On , 1841, all volosts in the uyezds of Arkhangelsk Governorate were enlarged. In Kolsky Uyezd, only two volosts remained: Kandalakshskaya Volost, together with Keretskaya Volost, were abolished and became a part of Kovdskaya Volost. Due to the decline of the town of Kola, caused by a British ship bombardment in 1854, Kolsky Uyezd itself was abolished and its territory merged into Kemsky Uyezd on , 1858, when Tsar Alexander II approved a State Council opinion "On Changing the Governance in the Town of Kola and in Kolsky Uyezd".

In 1886, Kandalakshskaya Volost restored when it was split from Kovdskaya Volost; both volosts remained in Kemsky Uyezd.

By the Decree of the All-Russian Central Executive Committee and the Council of People's Commissars of August 4, 1920, Kandalakshskaya and Kovdskaya Volosts were transferred to the Karelian Labor Commune.
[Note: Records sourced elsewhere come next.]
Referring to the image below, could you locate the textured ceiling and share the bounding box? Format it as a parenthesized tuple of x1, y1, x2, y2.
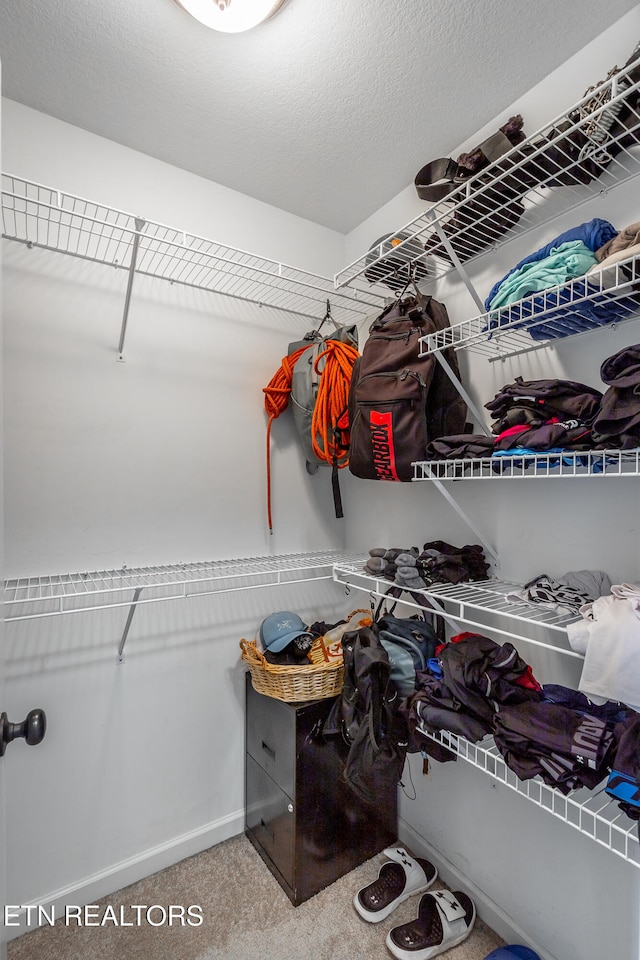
(0, 0, 639, 232)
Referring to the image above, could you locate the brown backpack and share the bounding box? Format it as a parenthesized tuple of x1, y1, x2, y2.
(348, 293, 467, 482)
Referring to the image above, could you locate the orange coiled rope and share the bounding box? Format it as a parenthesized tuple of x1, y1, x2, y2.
(263, 339, 359, 533)
(263, 345, 309, 534)
(311, 339, 359, 465)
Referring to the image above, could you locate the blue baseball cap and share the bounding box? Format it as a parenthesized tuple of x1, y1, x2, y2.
(483, 948, 540, 960)
(259, 611, 312, 653)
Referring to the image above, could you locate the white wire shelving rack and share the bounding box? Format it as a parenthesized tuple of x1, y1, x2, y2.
(419, 254, 640, 361)
(335, 53, 640, 297)
(5, 550, 360, 661)
(332, 559, 582, 657)
(412, 448, 640, 481)
(335, 559, 640, 866)
(1, 174, 387, 356)
(418, 728, 640, 869)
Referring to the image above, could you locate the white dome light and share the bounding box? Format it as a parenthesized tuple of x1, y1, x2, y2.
(174, 0, 287, 33)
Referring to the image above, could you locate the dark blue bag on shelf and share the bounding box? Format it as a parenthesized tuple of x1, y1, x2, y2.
(376, 612, 440, 697)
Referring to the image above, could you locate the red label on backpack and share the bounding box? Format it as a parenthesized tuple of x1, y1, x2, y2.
(369, 410, 400, 481)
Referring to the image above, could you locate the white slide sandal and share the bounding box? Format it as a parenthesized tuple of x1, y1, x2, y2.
(386, 888, 476, 960)
(353, 846, 438, 923)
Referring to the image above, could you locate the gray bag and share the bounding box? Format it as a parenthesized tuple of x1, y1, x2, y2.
(288, 323, 359, 516)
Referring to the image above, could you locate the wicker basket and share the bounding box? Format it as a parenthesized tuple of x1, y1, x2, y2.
(240, 638, 344, 703)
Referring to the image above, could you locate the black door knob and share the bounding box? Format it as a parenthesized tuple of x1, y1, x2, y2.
(0, 709, 47, 757)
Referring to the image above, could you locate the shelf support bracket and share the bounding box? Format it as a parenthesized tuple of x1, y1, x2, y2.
(428, 219, 493, 435)
(423, 470, 500, 569)
(431, 219, 485, 314)
(433, 347, 492, 436)
(117, 217, 146, 361)
(117, 587, 143, 663)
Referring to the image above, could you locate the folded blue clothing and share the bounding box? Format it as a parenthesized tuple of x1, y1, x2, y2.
(485, 272, 637, 342)
(484, 218, 618, 309)
(490, 449, 592, 472)
(491, 447, 566, 457)
(490, 450, 640, 473)
(488, 240, 597, 311)
(524, 290, 636, 341)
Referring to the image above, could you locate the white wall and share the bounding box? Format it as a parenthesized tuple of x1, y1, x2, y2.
(342, 9, 640, 960)
(1, 101, 354, 938)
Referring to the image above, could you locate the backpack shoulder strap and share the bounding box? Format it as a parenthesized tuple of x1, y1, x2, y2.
(414, 127, 524, 201)
(414, 157, 461, 201)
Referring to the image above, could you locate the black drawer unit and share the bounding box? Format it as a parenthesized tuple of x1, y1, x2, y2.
(244, 673, 397, 906)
However, since the volost had stronger economic ties with nearby Murmansk than with Petrozavodsk (the administrative center of the Karelian Labor Commune), on February 6, 1921 the people's assembly unanimously voted to transfer the volost to Murmansky Uyezd. The results of the vote were considered when a project of the division of the governorate into districts was developed by the Murmansk Governorate Statistics Bureau and the Economics Council of the Governorate, but the project itself was declined. The population of the volost approved the transfer of the volost to Murmansk Governorate once again during the peasant conference held on February 10, 1924, and the vote was also taken into account when a new redistricting project was submitted for consideration later that year, but that project was not approved either. More proposals were submitted in 1926, but were similarly declined.

In 1927, the Karelian ASSR (into which the Karelian Labor Commune was transformed in 1923) was divided into districts, which replaced the old volosts. Kandalakshskaya Volost was abolished by the Resolution of the All-Russian Central Executive Committee of August 29, 1927 and its territory, along with the territory of Kovdskaya Volost and with the village of Kyurela of Kestengskaya Volost formed Kandalashsky District (which remained a part of the Karelian ASSR).